Пока я думал, стоит ли придираться к формулировке, леди Мэйнария угрюмо смотрела на дверь, ведущую к белой лестнице. А когда я почти уже решил, что все-таки хочу услышать извинения, вдруг прикоснулась пальцами к моему налокотнику и… грустно вздохнула:
– Пойдем! Негоже заставлять его ждать.
Баронесса шла по белой лестнице с таким видом, как будто была одета не в пыльный охотничий камзол, шоссы и сапоги, а в роскошное бальное платье – гордо подняв голову, выпрямив спину и не поднимаясь, а словно воспаряя над ступеньками.
Я старался соответствовать – скользил следом, пожирал взглядами попадающихся на пути слуг и делал вид, что ищу в их глазах хоть какие-то признаки злого умысла.
Поднялись. Леди Мэйнария вошла в услужливо открытую дверь и тут же присела в глубоком реверансе. Почему-то не дав мне зайти следом:
– Добрый вечер, ваше сиятельство! Искренне рада вас видеть.
– Здравствуйте, леди Мэйнария, – зачем-то подчеркнув обращение на «вы», поздоровались с ней. – А где же ваш… э-э-э… спутник?
Баронесса неторопливо отошла в сторону, повернулась ко мне и улыбнулась:
– Вот! Кром по прозвищу Меченый. Человек, которому я обязана жизнью.
Я слегка растерялся – она не назвала меня ни Бездушным, ни Нелюдью, ни слугой Бога-Отступника. Словно эта часть моей жизни не имела для нее никакого значения. Назвав только имя, прозвище. И то, что связывает ее и меня.
Благодарно кивнув улыбающейся мне баронессе, я посмотрел в конец коридора и подобрался: граф Грасс, восседающий в кресле, поставленном рядом с дверью в наши покои, смотрел на меня с бо-о-ольшим неодобрением. Если не сказать, с ненавистью.
– Кром! Открой, пожалуйста, дверь, – пытаясь сгладить неловкое молчание, попросила леди Мэйнария. – А то общаемся в коридоре.
Я проскользнул вдоль стены, проигнорировав движения напрягшихся телохранителей графа, открыл дверь в наши покои и первым вошел внутрь. Не столько для того, чтобы проверить, нет ли там посторонних, сколько чтобы позлить Рендалла.
Пробежался по моей комнате, заглянул в спальню и удивленно приподнял бровь, услышав, что леди Мэйнария просила графа Грасса послать за фруктами и вином кого-нибудь из его воинов.
– А что, ваш спаситель не в состоянии? – входя в комнату, язвительно поинтересовался Рендалл.
– Он спаситель, а не вассал.
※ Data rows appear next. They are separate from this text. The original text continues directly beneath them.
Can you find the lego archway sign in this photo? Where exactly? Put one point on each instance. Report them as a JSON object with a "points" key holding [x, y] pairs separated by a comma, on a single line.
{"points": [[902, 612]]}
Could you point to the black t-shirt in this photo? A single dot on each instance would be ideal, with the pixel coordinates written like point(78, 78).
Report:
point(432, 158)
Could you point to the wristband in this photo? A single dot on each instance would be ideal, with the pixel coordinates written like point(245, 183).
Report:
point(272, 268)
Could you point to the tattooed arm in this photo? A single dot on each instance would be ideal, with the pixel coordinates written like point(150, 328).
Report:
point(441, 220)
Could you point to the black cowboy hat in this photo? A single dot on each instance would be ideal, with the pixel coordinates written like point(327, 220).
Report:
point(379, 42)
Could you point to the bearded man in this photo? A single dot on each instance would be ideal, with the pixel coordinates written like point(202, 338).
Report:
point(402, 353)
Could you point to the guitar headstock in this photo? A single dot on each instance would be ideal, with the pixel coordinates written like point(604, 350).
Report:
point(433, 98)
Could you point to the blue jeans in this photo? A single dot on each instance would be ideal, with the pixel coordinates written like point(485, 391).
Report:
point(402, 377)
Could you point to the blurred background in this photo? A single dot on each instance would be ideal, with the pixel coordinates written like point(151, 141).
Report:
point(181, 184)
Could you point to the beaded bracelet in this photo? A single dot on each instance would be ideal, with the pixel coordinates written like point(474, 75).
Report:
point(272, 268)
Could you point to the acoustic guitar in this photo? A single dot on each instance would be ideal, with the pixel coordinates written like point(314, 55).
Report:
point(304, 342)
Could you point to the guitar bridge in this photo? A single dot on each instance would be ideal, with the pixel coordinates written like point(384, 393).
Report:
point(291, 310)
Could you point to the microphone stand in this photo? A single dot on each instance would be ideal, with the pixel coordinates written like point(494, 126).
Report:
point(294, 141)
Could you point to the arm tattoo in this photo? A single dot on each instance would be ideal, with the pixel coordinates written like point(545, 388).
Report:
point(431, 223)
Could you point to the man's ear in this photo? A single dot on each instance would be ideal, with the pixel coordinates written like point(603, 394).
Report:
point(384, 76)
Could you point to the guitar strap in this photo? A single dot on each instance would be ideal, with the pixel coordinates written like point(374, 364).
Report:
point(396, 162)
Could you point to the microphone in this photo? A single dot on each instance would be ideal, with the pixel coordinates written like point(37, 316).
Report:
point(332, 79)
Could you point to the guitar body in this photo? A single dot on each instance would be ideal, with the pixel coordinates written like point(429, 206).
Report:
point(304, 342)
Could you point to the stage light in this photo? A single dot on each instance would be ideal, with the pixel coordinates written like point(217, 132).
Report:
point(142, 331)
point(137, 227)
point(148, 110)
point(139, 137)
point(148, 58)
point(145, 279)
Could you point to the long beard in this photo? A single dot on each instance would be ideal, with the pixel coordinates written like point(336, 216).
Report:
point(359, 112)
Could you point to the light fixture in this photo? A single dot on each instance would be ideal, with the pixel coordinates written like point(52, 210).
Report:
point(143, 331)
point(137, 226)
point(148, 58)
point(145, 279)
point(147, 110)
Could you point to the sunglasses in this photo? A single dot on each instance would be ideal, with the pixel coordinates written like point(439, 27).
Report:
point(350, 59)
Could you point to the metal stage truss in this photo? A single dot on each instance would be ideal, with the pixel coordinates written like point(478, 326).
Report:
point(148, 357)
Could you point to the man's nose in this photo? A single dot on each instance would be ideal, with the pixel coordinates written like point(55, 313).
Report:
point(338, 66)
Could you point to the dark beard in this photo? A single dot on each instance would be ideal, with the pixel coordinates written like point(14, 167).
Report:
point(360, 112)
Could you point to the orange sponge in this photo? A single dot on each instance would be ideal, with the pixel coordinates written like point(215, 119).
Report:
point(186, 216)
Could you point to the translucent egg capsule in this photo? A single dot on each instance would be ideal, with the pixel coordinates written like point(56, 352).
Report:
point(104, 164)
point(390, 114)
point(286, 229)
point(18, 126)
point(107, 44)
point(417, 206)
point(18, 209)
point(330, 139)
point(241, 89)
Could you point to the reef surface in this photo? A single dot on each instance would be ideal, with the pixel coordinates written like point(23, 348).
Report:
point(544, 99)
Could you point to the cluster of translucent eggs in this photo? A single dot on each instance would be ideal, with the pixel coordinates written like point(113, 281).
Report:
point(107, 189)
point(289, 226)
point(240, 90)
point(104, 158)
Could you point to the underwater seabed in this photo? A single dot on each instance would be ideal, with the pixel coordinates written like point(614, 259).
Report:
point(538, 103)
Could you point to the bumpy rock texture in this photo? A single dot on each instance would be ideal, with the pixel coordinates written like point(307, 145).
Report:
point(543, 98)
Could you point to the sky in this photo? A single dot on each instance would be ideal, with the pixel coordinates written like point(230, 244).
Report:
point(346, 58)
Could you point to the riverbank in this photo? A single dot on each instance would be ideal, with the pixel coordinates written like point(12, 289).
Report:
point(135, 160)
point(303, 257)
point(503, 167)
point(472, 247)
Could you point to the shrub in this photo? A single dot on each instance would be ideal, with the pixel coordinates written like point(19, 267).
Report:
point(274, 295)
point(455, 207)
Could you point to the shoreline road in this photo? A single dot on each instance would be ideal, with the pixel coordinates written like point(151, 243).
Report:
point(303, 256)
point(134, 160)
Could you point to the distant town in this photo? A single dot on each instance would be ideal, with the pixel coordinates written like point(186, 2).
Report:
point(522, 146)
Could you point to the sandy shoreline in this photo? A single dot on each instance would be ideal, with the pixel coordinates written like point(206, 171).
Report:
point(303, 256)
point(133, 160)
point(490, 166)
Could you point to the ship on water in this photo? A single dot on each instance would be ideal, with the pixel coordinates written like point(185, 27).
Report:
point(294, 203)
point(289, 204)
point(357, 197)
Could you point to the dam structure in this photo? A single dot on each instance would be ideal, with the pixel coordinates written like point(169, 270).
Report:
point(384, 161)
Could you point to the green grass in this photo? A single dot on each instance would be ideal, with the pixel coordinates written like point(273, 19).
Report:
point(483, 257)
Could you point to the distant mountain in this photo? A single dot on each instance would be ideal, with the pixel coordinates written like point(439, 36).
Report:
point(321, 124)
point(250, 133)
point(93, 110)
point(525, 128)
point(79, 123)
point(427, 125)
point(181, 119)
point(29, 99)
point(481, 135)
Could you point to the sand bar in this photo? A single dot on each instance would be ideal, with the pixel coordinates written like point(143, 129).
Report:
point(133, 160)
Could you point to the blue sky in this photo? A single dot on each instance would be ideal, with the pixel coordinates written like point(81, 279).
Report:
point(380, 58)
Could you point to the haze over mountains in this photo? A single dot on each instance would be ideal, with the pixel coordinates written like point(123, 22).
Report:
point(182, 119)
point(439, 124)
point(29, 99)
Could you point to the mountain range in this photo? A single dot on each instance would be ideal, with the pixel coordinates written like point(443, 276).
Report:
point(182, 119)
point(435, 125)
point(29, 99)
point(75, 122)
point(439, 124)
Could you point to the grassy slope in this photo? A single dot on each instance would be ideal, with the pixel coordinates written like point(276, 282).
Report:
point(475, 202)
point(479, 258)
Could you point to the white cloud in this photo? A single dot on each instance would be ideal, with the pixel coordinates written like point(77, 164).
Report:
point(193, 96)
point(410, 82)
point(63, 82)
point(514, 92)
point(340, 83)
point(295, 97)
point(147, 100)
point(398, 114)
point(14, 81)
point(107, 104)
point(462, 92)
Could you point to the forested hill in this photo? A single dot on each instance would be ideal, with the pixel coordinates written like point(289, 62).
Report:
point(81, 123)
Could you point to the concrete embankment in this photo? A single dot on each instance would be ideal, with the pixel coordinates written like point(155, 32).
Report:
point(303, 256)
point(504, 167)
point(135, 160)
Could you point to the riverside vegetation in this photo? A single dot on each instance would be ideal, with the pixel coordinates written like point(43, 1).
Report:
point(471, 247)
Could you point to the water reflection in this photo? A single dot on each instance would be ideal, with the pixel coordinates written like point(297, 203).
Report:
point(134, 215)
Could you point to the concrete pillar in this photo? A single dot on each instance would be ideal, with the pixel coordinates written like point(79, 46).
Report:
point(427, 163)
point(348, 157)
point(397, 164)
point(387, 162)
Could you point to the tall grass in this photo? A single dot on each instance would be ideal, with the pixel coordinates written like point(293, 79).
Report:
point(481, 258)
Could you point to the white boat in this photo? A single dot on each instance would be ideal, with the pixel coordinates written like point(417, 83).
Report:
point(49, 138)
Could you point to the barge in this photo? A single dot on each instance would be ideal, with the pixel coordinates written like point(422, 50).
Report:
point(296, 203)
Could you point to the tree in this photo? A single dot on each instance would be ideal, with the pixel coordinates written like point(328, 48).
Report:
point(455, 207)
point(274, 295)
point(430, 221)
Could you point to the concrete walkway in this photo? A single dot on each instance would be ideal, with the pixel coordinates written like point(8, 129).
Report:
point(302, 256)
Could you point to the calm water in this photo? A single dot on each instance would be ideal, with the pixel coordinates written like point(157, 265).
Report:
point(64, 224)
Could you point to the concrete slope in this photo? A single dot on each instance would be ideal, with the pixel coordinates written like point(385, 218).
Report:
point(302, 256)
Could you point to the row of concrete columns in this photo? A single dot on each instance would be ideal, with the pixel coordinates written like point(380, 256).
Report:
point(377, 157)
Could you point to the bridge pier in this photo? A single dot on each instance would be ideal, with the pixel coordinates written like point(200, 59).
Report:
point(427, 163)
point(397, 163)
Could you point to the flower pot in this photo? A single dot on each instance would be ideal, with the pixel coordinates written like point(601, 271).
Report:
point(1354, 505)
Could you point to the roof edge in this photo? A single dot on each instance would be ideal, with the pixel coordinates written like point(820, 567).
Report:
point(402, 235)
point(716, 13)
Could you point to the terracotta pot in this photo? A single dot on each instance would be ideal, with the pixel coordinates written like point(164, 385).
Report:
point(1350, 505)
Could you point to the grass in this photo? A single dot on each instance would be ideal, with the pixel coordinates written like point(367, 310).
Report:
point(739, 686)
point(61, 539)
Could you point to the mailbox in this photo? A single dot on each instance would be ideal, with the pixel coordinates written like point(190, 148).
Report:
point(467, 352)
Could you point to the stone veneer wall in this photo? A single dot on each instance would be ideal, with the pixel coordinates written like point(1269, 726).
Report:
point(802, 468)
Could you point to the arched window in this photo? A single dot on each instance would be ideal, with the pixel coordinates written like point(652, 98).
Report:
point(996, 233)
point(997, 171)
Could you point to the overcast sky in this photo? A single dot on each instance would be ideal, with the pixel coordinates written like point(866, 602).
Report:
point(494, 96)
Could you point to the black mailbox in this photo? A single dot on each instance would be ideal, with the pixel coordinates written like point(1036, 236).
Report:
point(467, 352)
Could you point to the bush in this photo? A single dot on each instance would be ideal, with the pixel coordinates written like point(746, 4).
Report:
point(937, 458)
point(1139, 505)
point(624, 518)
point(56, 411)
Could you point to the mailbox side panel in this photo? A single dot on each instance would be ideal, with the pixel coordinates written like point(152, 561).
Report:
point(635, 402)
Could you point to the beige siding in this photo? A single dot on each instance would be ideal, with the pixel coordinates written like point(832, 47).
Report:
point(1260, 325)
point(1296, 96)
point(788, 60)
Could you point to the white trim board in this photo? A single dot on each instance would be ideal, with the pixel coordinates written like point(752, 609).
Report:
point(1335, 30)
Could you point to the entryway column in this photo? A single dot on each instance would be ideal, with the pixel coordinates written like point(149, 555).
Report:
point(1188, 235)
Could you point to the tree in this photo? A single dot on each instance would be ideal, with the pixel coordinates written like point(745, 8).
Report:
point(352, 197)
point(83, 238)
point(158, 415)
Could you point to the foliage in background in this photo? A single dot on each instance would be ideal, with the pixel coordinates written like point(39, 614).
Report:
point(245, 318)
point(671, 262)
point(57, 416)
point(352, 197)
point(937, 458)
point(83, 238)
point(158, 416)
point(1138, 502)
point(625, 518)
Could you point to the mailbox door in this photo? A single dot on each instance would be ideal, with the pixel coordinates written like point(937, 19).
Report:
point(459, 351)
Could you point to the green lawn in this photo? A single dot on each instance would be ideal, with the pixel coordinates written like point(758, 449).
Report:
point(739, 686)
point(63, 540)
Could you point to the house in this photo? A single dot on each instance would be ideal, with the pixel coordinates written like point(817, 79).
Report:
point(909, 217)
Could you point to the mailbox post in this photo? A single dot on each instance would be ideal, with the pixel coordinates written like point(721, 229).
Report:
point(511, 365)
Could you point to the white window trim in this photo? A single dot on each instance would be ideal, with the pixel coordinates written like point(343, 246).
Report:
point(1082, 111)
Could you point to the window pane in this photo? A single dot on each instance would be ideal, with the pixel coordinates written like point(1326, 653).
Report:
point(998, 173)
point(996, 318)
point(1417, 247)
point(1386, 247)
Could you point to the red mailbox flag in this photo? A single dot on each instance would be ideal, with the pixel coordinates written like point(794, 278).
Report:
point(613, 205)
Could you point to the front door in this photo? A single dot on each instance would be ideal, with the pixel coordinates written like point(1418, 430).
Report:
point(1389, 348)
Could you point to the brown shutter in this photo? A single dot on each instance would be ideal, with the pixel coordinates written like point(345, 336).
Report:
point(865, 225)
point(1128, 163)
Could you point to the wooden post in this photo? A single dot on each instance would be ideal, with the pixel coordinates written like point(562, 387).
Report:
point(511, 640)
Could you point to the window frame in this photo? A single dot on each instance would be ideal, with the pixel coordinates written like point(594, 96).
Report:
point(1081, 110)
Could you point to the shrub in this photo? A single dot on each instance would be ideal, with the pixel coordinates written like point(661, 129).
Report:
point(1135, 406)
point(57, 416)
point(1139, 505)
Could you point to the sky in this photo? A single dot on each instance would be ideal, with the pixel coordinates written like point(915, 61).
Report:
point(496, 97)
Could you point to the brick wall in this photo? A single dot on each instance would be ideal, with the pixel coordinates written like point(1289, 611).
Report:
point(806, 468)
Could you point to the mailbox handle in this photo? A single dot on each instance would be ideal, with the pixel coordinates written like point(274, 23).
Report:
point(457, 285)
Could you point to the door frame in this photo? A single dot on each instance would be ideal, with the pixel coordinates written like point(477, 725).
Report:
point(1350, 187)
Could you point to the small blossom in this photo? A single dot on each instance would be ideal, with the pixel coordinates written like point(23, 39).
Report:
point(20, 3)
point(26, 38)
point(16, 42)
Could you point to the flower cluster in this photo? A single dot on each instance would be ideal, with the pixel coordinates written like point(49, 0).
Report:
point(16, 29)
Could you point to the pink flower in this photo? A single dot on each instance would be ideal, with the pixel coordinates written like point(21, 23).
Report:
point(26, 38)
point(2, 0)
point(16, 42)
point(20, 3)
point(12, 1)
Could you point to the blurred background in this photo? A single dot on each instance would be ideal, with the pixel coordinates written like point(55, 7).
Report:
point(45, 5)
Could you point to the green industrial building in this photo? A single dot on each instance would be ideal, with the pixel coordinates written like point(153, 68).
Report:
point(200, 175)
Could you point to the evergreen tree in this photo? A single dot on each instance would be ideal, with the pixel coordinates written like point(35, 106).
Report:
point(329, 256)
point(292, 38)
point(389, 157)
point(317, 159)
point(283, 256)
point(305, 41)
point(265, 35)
И, тем более, не слуга… – холодно заметила баронесса. – Мне кажется, что человек с вашим жизненным опытом должен видеть разницу между этими понятиями…
Я не поверил собственным ушам – леди Мэйнария рисковала добрыми отношениями с самым близким другом своего покойного отца из-за какого-то там Бездушного!
Видимо, граф Грасс подумал о том же самом. Так как тут же сменил тон и извинился:
– Прошу прощения, если я вас чем-то обидел. Я не имел в виду ничего плохого…
– И вы меня извините, ваша светлость: то, что для меня сделал этот человек, нельзя переоценить. При всем желании.